La société ivoirienne est confrontée à de profondes plaies qui entravent son développement démocratique et social. Ces blessures se manifestent à travers une société civile affaiblie, une classe politique versatile, un collectif d'intellectuels déclassés, une justice soumise et une tolérance sociétale pour la violence politique.

Tout d’abord, la société civile ivoirienne est affaiblie. Elle semble moins exigeante et passive dans sa quête de justice et de transparence. Les mouvements sociaux sont moins nombreux et moins puissants, ce qui limite leur capacité à agir comme contrepoids aux abus de pouvoir. Une société civile forte et mobilisée est essentielle pour exercer une surveillance citoyenne et assurer que les droits et les intérêts de tous les citoyens soient protégés.

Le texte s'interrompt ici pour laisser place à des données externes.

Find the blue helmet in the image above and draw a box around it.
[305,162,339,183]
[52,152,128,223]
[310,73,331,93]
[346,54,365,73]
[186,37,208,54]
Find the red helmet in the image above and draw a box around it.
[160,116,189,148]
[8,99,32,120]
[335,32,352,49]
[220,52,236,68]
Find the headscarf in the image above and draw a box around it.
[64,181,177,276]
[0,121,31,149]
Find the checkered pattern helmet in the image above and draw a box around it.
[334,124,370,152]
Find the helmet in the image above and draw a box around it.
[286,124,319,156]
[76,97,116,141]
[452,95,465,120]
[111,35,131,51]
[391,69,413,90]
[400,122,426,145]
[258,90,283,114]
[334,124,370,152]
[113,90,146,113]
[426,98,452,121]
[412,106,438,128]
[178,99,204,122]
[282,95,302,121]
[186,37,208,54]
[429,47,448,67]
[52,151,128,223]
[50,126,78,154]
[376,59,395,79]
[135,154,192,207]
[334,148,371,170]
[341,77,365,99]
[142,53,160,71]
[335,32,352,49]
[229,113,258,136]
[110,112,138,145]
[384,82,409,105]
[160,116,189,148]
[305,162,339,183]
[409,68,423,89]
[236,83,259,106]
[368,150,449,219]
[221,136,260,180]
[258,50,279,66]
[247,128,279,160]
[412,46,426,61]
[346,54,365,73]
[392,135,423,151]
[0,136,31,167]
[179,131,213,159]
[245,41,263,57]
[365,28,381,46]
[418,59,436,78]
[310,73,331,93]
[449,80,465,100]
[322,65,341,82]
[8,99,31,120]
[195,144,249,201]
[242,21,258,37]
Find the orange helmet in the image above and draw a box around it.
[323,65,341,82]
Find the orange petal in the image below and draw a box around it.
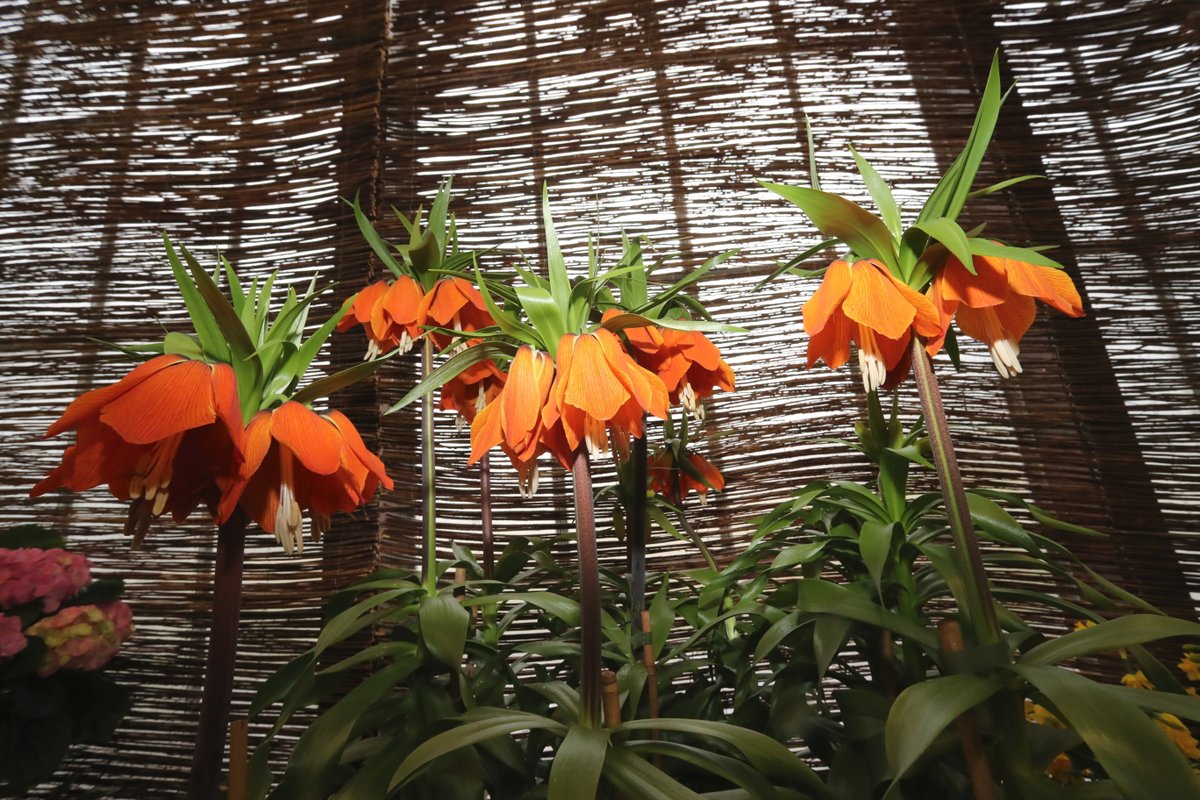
[1004,259,1084,317]
[46,355,185,437]
[271,401,342,475]
[802,259,852,336]
[841,261,917,339]
[100,359,216,445]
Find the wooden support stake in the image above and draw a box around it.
[937,619,996,800]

Ensuite, la classe politique en Côte d'Ivoire est en proie à la corruption. Les politiciens, au lieu de travailler pour le bien commun, sont souvent plus préoccupés par leur survie politique et leurs intérêts personnels. Cette corruption affaiblit la gouvernance et les institutions démocratiques, et empêche une redistribution équitable des ressources et des opportunités dans le pays.

De plus, le collectif d'intellectuels en Côte d'Ivoire semble souvent déclassé et silencieux face aux abus de pouvoir et aux injustices sociales. Les voix critiques et les analyses détaillées sont rares. Une société qui ne questionne pas et ne remet pas en cause les actions de ses dirigeants risquent de se retrouver dans une spirale où les abus de pouvoir deviennent la norme.

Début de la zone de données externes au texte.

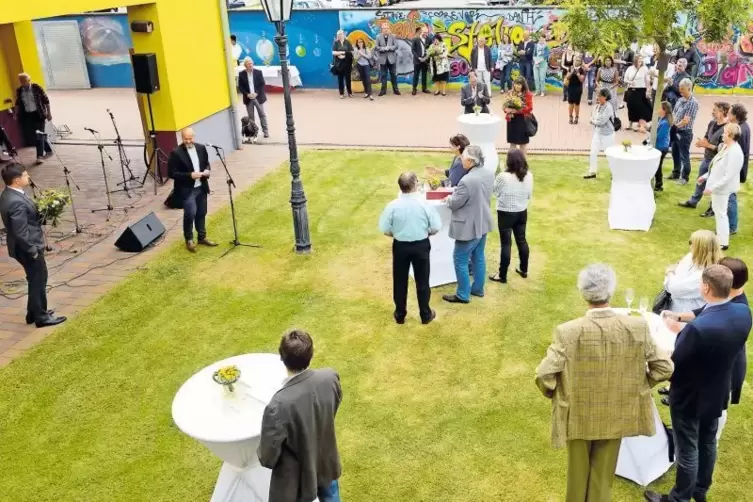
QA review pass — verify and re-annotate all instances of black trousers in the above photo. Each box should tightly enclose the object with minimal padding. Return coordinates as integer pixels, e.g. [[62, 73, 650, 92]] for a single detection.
[[413, 62, 429, 91], [356, 64, 371, 96], [337, 67, 353, 96], [497, 209, 530, 279], [379, 63, 397, 94], [392, 239, 431, 320], [16, 251, 47, 320], [654, 148, 669, 189]]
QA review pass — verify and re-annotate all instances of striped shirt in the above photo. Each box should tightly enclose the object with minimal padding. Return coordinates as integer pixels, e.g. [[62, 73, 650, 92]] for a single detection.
[[672, 96, 698, 131], [494, 171, 533, 213]]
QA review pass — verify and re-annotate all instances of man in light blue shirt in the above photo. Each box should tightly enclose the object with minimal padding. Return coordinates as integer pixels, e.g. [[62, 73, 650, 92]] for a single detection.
[[379, 172, 442, 324]]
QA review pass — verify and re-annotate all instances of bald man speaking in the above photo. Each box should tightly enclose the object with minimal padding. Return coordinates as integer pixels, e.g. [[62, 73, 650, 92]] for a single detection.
[[167, 128, 217, 253]]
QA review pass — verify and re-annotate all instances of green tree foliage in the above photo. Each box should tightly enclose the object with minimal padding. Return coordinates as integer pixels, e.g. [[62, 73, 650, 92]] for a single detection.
[[560, 0, 751, 143]]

La justice, en tant que pilier fondamental de toute démocratie, doit être indépendante et autonome. Malheureusement, en Côte d'Ivoire, la justice semble souvent soumise à des pressions politiques et à des influences extérieures, ce qui remet en question son impartialité et son intégrité. Une justice faible et soumise ne peut pas assurer l'équité et la vérité, et crée un climat d'impunité qui nuit à la stabilité et à la confiance au sein de la société.

Enfin, la tolérance sociétale pour la violence politique est un autre obstacle à la progression démocratique de la société ivoirienne. Les actes de violence politique sont souvent perçus avec une certaine résignation, voire une certaine acceptation. Cela réduit la capacité de la société à débattre, à réclamer des réformes et à résoudre pacifiquement les conflits. La violence politique doit être condamnée collectivement et combattue avec détermination.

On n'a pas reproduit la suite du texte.